Free lesson

Integrate pgvector with SQLAlchemy ORM

You declare Vector columns on SQLAlchemy 2.0 models, run async sessions with asyncpg, and parameterise hybrid queries with proper plan caching.

~25 min read · Free to read — no subscription required.

Integrate pgvector with SQLAlchemy ORM

Most production GenAI codebases reach a point where raw psycopg.fetch calls multiply into hundreds of nearly-identical strings. SQLAlchemy is the standard Python answer to that sprawl, and the pgvector.sqlalchemy adapter teaches the ORM how to round-trip the vector type as a regular column. Done well, you get type-checked queries, automatic connection pooling, and migrations that survive code review. Done poorly, you ship N+1 queries that pull megabytes of vectors per page load. This section is about doing it well.

Introduction

When you scale a GenAI service past a few endpoints, the cost of skipping the ORM shows up as repeated SQL strings, missing connection pooling, and untyped query results that explode at runtime. Wiring pgvector.sqlalchemy into SQLAlchemy 2.0 lets vectors live alongside ordinary columns—same models, same migrations, same async session boundary—instead of forcing a parallel raw-SQL access path. Get this layer wrong and a single list query will pull megabytes of float arrays into every request, throttle the connection pool, and accidentally serialize embeddings to the browser. By the end you'll be able to declare a vector-bearing model with an HNSW index, query it with the typed expression API, exclude embeddings from list reads, and generate Alembic migrations that round-trip the Vector type without hand-editing.

Key Terminology

  • pgvector.sqlalchemy adapter — the bridge package that registers Vector as a SQLAlchemy column type so the ORM round-trips vector(N) like any other column instead of falling back to raw SQL.
  • HNSW index — a graph-based approximate-nearest-neighbour index pgvector exposes through postgresql_using="hnsw"; without it declared on the column, similarity queries hit a sequential scan and collapse under production load.
  • AsyncSession — SQLAlchemy 2.0's async unit-of-work scoped to a single FastAPI request; pairs with async_sessionmaker(expire_on_commit=False) so post-commit attribute access does not trigger an extra round-trip.
  • load_only — a query option that whitelists columns to materialise; on list reads it omits the 1536-dim embedding, which would otherwise pull ~6 KB per row across the wire for data the client never sees.
  • Alembic render_item hook — the autogen extension point that teaches Alembic to emit Vector(N) and its import line so generated migrations apply without manual editing.

Concepts

Production Considerations

  • Forgetting pool_pre_ping=True produces flaky errors after every database restart.
  • Naming a column metadata instead of metadata_ collides with DeclarativeBase.metadata and the import passes silently — until query time when SQLAlchemy raises InvalidRequestError.
  • expire_on_commit=True (the default) makes every post-commit attribute access an extra round-trip; turn it off in async code.
  • Defining the model without the index works in dev (PostgreSQL falls back to seq scan) but blows up in prod under load.
  • Returning ORM objects directly from a FastAPI endpoint serialises the embedding into JSON. Always go through a Pydantic response model that omits it.

Code Walkthrough

Now that you understand how the pgvector.sqlalchemy adapter, HNSW index, and AsyncSession fit together conceptually, let's wire them into a single working layer.
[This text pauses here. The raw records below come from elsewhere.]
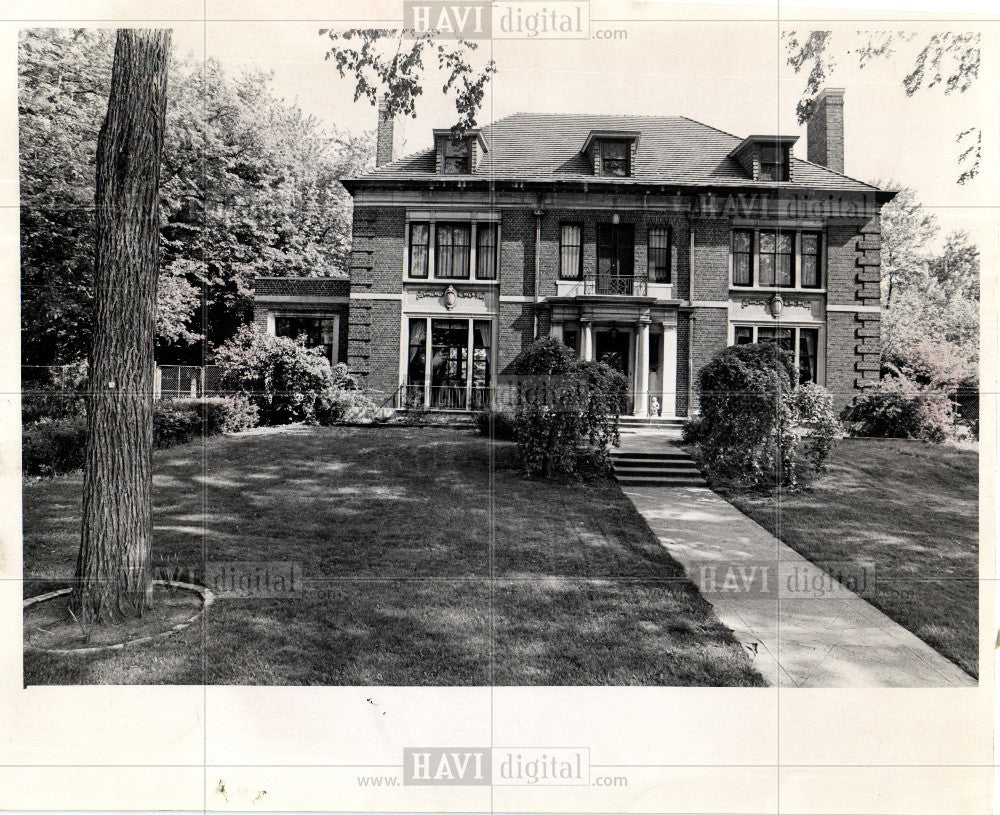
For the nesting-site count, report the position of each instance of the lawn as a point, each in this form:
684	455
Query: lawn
909	511
426	560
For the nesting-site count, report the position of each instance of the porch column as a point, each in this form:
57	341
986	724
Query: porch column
587	342
642	363
668	369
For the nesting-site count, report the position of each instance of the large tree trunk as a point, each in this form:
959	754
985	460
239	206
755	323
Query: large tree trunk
112	574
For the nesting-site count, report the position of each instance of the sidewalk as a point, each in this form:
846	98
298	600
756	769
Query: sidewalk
799	637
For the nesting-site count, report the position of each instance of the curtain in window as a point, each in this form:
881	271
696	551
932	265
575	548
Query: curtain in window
419	249
451	252
808	340
570	251
486	251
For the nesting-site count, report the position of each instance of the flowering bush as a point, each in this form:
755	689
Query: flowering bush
282	377
901	409
562	405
The model below registers Vector(1536) as a typed column and co-locates the HNSW index so it travels with every migration. Note that the Python attribute is named metadata_ while the database column is named "metadata" — this sidesteps the DeclarativeBase.metadata name collision that passes silently at import time but raises InvalidRequestError at query time. The async engine is configured alongside the model so the session factory is ready to use immediately.

Code snippetpython
1from datetime import datetime 2from uuid import UUID, uuid4 3from pgvector.sqlalchemy import Vector 4from sqlalchemy import String, DateTime, Index, func 5from sqlalchemy.dialects.postgresql import JSONB, UUID as PgUUID 6from sqlalchemy.orm import DeclarativeBase, Mapped, mapped_column 7from sqlalchemy.ext.asyncio import AsyncSession, async_sessionmaker, create_async_engine 8 9class Base(DeclarativeBase): 10 pass 11 12class Document(Base): 13 __tablename__ = "documents" 14 15 id: Mapped[UUID] = mapped_column(PgUUID(as_uuid=True), primary_key=True, default=uuid4) 16 content: Mapped[str] = mapped_column(String, nullable=False) 17 metadata_: Mapped[dict] = mapped_column("metadata", JSONB, default=dict) 18 embedding: Mapped[list[float]] = mapped_column(Vector(1536), nullable=False) 19 created_at: Mapped[datetime] = mapped_column(DateTime(timezone=True), server_default=func.now()) 20 21 __table_args__ = ( 22 Index( 23 "documents_embedding_hnsw_idx", 24 "embedding", 25 postgresql_using="hnsw", 26 postgresql_with={"m": 16, "ef_construction": 64}, 27 postgresql_ops={"embedding": "vector_cosine_ops"}, 28 ), 29 ) 30 31engine = create_async_engine( 32 "postgresql+asyncpg://user:pass@db:5432/vectordb", 33 pool_size=10, 34 max_overflow=10, 35 pool_pre_ping=True, 36) 37AsyncSessionLocal = async_sessionmaker(engine, expire_on_commit=False, class_=AsyncSession)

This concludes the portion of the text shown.